Il che fa ben comprendere quanto la mentalità porti una madre, che accudisce i figli da quando sono piccoli e che lo farebbe fino alla fine, ad andare contro ciò che lei stessa percepisce come un bene: la vita dei suoi figli. Una mentalità che non tollera limiti a qualsiasi decisione qualcuno voglia prendere, che la si ritenga giusta o sbagliata.

È come se l’uomo moderno, sprofondato com’è nel razionalismo materialista che gli impedisce di riconoscere l’infinito nel finito, non riuscisse a giocare la propria esigenza di totalità dentro la finitezza della vita, ridotta a quello che si vede e si tocca. Per questo la legge naturale ovvero quella di un Dio che ha la pretesa di incidere nell’esistenza umana creando l’essere e la realtà con degli argini, diventa il supremo nemico dell’uomo di oggi, l’ostacolo alla sua brama di totalità. Questo per dire che, se non si è educati a cercare un senso, un mistero, un destino buono che si fa spazio dentro la finitezza dell’esistenza, la realtà diventa un luogo da cui fuggire e da cui difendersi (in questo caso con un testamento biologico o con una legge omicida).

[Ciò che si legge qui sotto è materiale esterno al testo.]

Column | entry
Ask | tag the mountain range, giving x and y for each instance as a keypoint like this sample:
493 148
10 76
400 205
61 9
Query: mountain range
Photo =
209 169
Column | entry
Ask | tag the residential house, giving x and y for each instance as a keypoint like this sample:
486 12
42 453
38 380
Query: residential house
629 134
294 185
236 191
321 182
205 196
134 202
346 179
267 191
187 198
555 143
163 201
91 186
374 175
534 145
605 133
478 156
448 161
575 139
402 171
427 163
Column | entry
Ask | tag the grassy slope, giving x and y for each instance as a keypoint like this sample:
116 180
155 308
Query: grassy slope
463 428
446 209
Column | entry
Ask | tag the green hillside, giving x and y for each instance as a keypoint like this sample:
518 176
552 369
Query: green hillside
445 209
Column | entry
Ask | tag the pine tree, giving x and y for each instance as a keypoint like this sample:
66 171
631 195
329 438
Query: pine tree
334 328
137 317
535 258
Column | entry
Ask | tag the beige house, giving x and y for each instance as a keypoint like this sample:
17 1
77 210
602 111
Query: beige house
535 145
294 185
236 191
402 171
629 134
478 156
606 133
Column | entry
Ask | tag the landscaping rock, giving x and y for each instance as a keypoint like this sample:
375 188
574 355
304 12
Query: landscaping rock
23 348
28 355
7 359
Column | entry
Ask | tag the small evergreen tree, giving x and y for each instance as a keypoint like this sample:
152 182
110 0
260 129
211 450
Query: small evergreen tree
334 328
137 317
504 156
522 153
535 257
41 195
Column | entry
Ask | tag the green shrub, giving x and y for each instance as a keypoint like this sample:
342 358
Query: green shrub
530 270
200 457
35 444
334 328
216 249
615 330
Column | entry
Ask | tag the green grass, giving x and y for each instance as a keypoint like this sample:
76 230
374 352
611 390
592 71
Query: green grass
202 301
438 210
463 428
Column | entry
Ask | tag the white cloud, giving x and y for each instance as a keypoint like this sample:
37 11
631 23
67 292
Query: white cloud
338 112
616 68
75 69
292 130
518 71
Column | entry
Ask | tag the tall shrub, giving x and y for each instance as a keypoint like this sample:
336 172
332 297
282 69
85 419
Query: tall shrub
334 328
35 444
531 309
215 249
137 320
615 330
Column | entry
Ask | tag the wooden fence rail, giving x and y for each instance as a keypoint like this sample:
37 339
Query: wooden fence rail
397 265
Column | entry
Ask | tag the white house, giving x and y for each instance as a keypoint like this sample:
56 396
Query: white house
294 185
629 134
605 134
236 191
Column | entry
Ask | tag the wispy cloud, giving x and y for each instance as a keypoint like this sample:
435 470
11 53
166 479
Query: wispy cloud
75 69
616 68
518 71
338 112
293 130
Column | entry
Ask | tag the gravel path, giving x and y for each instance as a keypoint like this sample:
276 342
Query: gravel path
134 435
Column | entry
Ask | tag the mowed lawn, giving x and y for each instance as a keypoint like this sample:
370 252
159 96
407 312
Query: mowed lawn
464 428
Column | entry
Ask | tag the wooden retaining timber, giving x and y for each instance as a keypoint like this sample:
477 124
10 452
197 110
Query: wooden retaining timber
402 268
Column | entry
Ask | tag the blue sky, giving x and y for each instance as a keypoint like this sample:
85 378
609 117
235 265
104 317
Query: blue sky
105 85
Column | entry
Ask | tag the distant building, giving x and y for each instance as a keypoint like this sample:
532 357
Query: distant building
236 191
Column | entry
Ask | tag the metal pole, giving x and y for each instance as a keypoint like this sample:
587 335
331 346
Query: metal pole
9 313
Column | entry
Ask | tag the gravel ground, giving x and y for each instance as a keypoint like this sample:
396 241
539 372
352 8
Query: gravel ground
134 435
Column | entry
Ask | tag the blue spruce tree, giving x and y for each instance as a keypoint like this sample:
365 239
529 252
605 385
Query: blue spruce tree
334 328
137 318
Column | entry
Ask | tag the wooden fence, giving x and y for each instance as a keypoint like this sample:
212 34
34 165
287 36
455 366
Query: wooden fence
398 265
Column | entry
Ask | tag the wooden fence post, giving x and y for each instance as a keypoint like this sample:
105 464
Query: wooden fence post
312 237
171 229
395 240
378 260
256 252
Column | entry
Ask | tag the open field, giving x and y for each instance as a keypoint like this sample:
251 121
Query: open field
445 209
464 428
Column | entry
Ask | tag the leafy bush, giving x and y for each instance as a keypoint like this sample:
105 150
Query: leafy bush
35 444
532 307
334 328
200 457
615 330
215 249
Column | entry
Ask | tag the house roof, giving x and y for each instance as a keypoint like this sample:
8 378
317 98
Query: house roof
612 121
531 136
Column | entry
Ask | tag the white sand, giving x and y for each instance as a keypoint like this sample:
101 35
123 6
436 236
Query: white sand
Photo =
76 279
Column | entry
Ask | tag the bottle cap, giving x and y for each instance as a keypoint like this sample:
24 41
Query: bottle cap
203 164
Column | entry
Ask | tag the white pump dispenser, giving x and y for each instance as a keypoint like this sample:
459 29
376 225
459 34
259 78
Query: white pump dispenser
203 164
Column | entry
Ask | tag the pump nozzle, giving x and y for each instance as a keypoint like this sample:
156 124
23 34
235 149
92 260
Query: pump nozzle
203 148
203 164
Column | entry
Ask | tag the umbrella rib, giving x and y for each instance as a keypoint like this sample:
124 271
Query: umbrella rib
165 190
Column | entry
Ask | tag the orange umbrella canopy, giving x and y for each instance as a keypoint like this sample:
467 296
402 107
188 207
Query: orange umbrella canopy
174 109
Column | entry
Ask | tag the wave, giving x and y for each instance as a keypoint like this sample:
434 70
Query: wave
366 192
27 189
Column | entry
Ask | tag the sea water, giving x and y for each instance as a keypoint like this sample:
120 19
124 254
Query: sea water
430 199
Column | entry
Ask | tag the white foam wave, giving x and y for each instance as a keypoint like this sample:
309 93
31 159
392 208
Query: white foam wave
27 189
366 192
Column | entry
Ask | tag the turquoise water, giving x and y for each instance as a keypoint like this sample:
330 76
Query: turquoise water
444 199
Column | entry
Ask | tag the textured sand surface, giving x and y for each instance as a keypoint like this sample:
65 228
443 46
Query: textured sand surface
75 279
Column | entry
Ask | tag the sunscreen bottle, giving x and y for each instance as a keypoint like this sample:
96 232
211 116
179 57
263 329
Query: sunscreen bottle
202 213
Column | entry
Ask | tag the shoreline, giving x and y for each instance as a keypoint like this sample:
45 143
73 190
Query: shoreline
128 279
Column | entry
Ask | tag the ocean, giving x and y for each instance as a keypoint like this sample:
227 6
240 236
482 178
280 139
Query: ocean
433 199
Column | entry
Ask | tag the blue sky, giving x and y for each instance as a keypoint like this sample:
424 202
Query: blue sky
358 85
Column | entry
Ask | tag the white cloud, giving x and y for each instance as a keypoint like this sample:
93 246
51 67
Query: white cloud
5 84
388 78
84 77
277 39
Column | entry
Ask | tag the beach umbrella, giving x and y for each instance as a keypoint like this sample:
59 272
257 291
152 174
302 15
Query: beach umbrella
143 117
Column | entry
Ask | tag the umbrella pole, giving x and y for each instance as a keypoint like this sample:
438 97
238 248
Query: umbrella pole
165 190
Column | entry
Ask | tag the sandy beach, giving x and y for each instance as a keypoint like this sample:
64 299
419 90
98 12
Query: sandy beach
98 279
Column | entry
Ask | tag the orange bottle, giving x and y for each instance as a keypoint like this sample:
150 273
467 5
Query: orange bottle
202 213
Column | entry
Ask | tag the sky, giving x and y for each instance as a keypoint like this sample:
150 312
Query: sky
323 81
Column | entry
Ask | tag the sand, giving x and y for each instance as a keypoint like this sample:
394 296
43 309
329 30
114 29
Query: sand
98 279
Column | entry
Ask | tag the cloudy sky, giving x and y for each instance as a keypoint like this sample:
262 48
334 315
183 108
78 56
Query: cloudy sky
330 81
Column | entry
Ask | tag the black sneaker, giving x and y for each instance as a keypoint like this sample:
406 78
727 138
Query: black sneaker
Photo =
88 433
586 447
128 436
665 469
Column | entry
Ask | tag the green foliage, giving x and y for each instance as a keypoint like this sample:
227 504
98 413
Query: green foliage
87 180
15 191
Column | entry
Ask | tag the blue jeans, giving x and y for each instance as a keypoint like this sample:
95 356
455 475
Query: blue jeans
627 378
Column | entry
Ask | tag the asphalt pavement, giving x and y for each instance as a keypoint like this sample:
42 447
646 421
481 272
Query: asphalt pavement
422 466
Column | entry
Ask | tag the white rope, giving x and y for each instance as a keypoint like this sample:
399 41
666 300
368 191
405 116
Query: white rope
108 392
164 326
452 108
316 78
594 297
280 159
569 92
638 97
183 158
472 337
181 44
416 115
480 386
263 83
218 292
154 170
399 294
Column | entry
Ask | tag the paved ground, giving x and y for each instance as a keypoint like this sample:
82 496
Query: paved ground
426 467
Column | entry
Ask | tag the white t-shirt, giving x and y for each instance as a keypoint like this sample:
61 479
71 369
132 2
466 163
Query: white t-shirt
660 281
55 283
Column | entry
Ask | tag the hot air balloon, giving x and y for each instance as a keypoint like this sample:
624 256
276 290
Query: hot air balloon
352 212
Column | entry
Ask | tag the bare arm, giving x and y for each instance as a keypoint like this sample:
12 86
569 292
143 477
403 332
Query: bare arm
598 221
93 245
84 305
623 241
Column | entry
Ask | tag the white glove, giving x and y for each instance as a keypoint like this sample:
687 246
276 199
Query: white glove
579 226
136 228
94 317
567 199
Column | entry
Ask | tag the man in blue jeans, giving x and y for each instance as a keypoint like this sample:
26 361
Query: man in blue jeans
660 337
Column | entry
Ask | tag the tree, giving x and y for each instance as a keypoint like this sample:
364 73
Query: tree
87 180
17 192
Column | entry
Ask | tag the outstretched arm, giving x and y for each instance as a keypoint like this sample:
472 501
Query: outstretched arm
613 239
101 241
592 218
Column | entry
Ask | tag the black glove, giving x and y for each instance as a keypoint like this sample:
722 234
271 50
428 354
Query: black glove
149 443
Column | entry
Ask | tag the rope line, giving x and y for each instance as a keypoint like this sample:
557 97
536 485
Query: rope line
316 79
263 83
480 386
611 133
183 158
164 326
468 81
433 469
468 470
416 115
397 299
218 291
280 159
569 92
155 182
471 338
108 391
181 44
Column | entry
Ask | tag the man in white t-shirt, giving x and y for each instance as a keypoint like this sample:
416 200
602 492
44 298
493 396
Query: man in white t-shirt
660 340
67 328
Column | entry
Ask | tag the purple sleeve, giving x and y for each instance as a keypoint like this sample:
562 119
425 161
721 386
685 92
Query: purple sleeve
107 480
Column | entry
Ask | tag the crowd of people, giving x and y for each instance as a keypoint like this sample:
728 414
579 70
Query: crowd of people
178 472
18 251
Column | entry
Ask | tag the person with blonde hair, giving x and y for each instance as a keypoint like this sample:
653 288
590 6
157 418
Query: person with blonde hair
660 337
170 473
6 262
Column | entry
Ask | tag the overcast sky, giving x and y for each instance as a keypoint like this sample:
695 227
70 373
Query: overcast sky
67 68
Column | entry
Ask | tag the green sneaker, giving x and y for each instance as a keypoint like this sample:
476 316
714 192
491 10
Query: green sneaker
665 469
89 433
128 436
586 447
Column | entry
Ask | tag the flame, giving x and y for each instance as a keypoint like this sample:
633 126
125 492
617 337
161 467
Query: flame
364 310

Ma rifiutando il limite e utilizzando la propria capacità di scelta per cercare di eliminarlo, l’uomo arriva ad autodistruggersi. Ad eliminare anche se stesso. Pertanto, quando quest’ultimo atteggiamento viene eretto a principio di giustizia tramite la legge statale (che non riconosce i vincoli di quella naturale per cui nessuno può generare né quindi arrestare una vita) si avvia una diseducazione del popolo tale per cui si assisterà a un’autodistruzione di massa. Fisica e non.